Department of General Surgery, The Affiliated Cancer Hospital of Zhengzhou University, Henan Cancer Hospital, Zhengzhou, China.
Department of Radiology, The Third Affiliated Hospital of Zhengzhou University, Zhengzhou, China.
Front Immunol. 2022 Dec 22;13:1085038. doi: 10.3389/fimmu.2022.1085038. eCollection 2022.
Colon cancer (CC) is the second most common gastrointestinal malignancy. About one in five patients have already developed distant metastases at the time of initial diagnosis, and up to half of patients develop distant metastases from initial local disease, which leads to a poor prognosis for CC patients. Necroptosis plays a key role in promoting tumor growth in different tumors. The purpose of this study was to construct a prognostic model composed of necroptosis-related genes (NRGs) in CC.
The Cancer Genome Atlas was used to obtain information on clinical features and gene expression. Gene expression differential analysis, weighted gene co-expression network analysis, univariate Cox regression analysis and the least absolute shrinkage and selection operator regression algorithm were utilized to identify prognostic NRGs. Thereafter, a risk scoring model was established based on the NRGs. Biological processes and pathways were identified by gene ontology and gene set enrichment analysis (GSEA). Further, protein-protein interaction and ceRNA networks were constructed based on mRNA-miRNA-lncRNA. Finally, the effect of necroptosis related risk score on different degrees of immune cell infiltration was evaluated.
CALB1, CHST13, and SLC4A4 were identified as NRGs of prognostic significance and were used to establish a risk scoring model. The time-dependent receiver operating characteristic curve analysis revealed that the model could well predict the 1-, 3-, and 5-year overall survival (OS). Further, GSEA suggested that the NRGs may participate in biological processes, such as the WNT pathway and JAK-Stat pathway. Eight key hub genes were identified, and a ceRNA regulatory network, which comprised 1 lncRNA, 5 miRNAs and 3 mRNAs, was constructed. Immune infiltration analysis revealed that the low-risk group had significantly higher immune-related scores than the high-risk group. A nomogram of the model was constructed based on the risk score, necroptosis, and the clinicopathological features (age and TNM stage). The calibration curves implied that the model was effective at predicting the 1-, 3-, and 5-year OS of CC.
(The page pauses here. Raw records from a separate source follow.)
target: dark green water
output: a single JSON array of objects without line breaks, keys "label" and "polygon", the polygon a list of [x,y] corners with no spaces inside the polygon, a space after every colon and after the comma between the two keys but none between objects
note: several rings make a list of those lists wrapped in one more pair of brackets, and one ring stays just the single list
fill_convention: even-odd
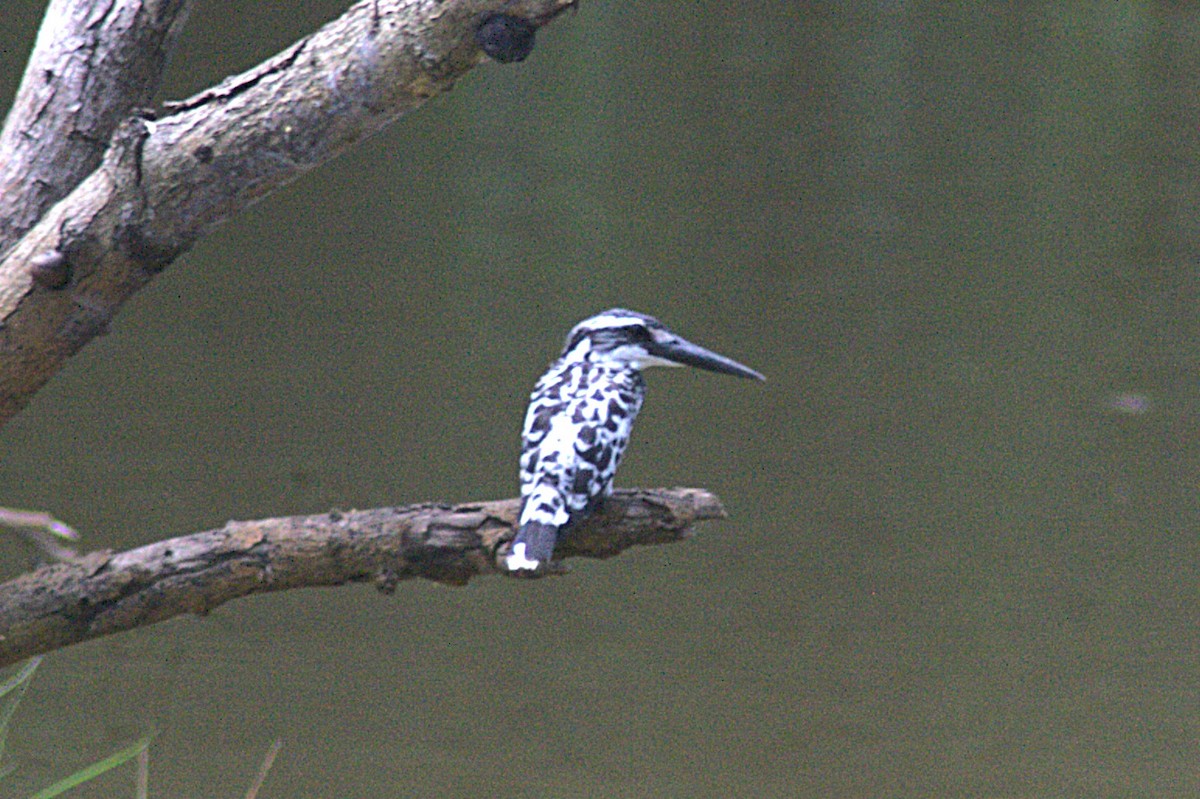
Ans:
[{"label": "dark green water", "polygon": [[[245,5],[200,4],[168,96],[340,10]],[[0,794],[149,725],[161,797],[241,795],[276,737],[264,797],[1200,793],[1200,11],[737,8],[586,1],[214,233],[0,431],[0,501],[94,547],[510,495],[529,388],[619,304],[768,374],[650,373],[618,477],[732,518],[61,651]]]}]

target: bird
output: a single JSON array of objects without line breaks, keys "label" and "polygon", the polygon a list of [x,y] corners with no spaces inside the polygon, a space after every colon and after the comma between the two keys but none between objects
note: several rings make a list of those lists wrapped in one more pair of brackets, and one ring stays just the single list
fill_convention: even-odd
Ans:
[{"label": "bird", "polygon": [[646,398],[642,370],[649,366],[695,366],[766,380],[644,313],[610,308],[575,325],[529,396],[521,434],[521,512],[503,559],[510,575],[546,573],[562,531],[612,493]]}]

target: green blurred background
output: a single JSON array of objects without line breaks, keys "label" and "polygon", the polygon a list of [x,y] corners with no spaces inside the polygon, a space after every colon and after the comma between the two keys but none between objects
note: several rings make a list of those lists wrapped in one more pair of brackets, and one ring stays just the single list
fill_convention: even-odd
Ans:
[{"label": "green blurred background", "polygon": [[[198,4],[164,98],[342,8]],[[618,475],[732,518],[56,653],[0,794],[149,726],[161,797],[276,737],[264,797],[1200,793],[1198,211],[1192,4],[584,0],[170,266],[0,431],[0,501],[122,548],[512,495],[625,305],[768,374],[652,372]]]}]

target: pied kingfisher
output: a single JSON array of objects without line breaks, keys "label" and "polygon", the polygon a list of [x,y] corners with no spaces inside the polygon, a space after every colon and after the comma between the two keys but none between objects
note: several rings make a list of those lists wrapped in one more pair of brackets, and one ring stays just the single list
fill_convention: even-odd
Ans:
[{"label": "pied kingfisher", "polygon": [[766,379],[636,311],[612,308],[575,325],[563,354],[529,396],[521,437],[521,517],[504,558],[509,572],[542,573],[559,531],[612,493],[646,398],[647,366],[697,366]]}]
Our NRG-based prognostic model can assist in the evaluation of CC prognosis and the identification of therapeutic targets for CC.
结肠癌(CC)是第二常见的胃肠道恶性肿瘤。约五分之一的患者在初始诊断时已经发生远处转移,多达一半的患者从初始局部疾病发展为远处转移,这导致 CC 患者预后不良。坏死性凋亡在不同肿瘤中促进肿瘤生长中起关键作用。本研究的目的是构建一个由 CC 中坏死性凋亡相关基因(NRGs)组成的预后模型。
使用癌症基因组图谱获取临床特征和基因表达信息。进行基因表达差异分析、加权基因共表达网络分析、单变量 Cox 回归分析和最小绝对收缩和选择算子回归算法,以鉴定预后 NRGs。然后,基于 NRGs 建立风险评分模型。通过基因本体论和基因集富集分析(GSEA)鉴定生物过程和途径。进一步,基于 mRNA-miRNA-lncRNA 构建蛋白质-蛋白质相互作用和 ceRNA 网络。最后,评估坏死性凋亡相关风险评分对不同程度免疫细胞浸润的影响。
CALB1、CHST13 和 SLC4A4 被鉴定为具有预后意义的 NRGs,并用于建立风险评分模型。时间依赖性接收器操作特征曲线分析表明,该模型可以很好地预测 1、3 和 5 年的总生存率(OS)。此外,GSEA 表明 NRGs 可能参与生物学过程,如 WNT 途径和 JAK-Stat 途径。鉴定出 8 个关键枢纽基因,并构建了包含 1 个 lncRNA、5 个 miRNA 和 3 个 mRNA 的 ceRNA 调控网络。免疫浸润分析表明,低风险组的免疫相关评分明显高于高风险组。基于风险评分、坏死性凋亡和临床病理特征(年龄和 TNM 分期)构建了该模型的列线图。校准曲线表明,该模型在预测 CC 的 1、3 和 5 年 OS 方面是有效的。
我们基于 NRG 的预后模型可以辅助评估 CC 的预后,并确定 CC 的治疗靶点。